There are some cliques or bookish leftists who say that it is the caste discrimination (not ethnic) that is the primary problem of our people. The allegation they lodge against the Tigers is that the latter did not legislate against caste discrimination. Rather I concur with the argument that more than any other rulers who made laws regarding casteism and made it a public issue, the Tigers had silently achieved many milestones in abolishing casteism. 
 
Likewise, I have this question regarding regionalism: the benefits we get by discussing about regionalism, its origin and its pseudo nature and by making it an issue again, and the benefits we get by emphasizing the need and justification for national unity (to expedite the death of the already dying regionalism) – which are significant?
 
Whatever it is, I respect your writing and your right to decide what to write. 
 
Though you had been among ‘those who earlier had differences with the LTTE or were in its list of the disliked’, as a person who really loves the nation and nationalism, your writing will definitely make us strong, I hope.
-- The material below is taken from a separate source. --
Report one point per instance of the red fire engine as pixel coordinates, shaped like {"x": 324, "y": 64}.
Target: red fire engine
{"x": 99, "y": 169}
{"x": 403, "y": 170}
Coming from the camp of Sarinikar, your thoughts and the quality of writing will ensure it, I hope. 
 
Though I haven’t elaborated in detail, I hope you understand what I come to say.
 
With love,
Friend PT
*
 
Hi Kuru,
Truth will not sleep. Justice will prevail. 
Thanks.
Brother 
Siva
*
 
Friend, 
It will be appropriate if I cast my criticism only after going through your entire serial. Thanks for your concern about the East. The East had never been under the rule of Jaffna. When it was under the rule of Kandi, it was a self-government with Tamil Muslim Vanniyanars being the leaders. You know that I had controversies with all the liberation organizations regarding the East. After Karuna’s breakaway, you released my statement in Suriyan FM that said, ‘Prabhakaran does not have people’s decree to shoot the Eastern fighters. He can ask them to return home’. If Eelam is established, it should be a federal type of government consisting of the North and the East. The Muslims may choose to co-opt themselves into this federation or decide otherwise as a separate unit. My dream is a conditional integration of the North and the East. I agree with Sivaram in that no liberation organization in the past had complete grasp or equitable thought regarding the East.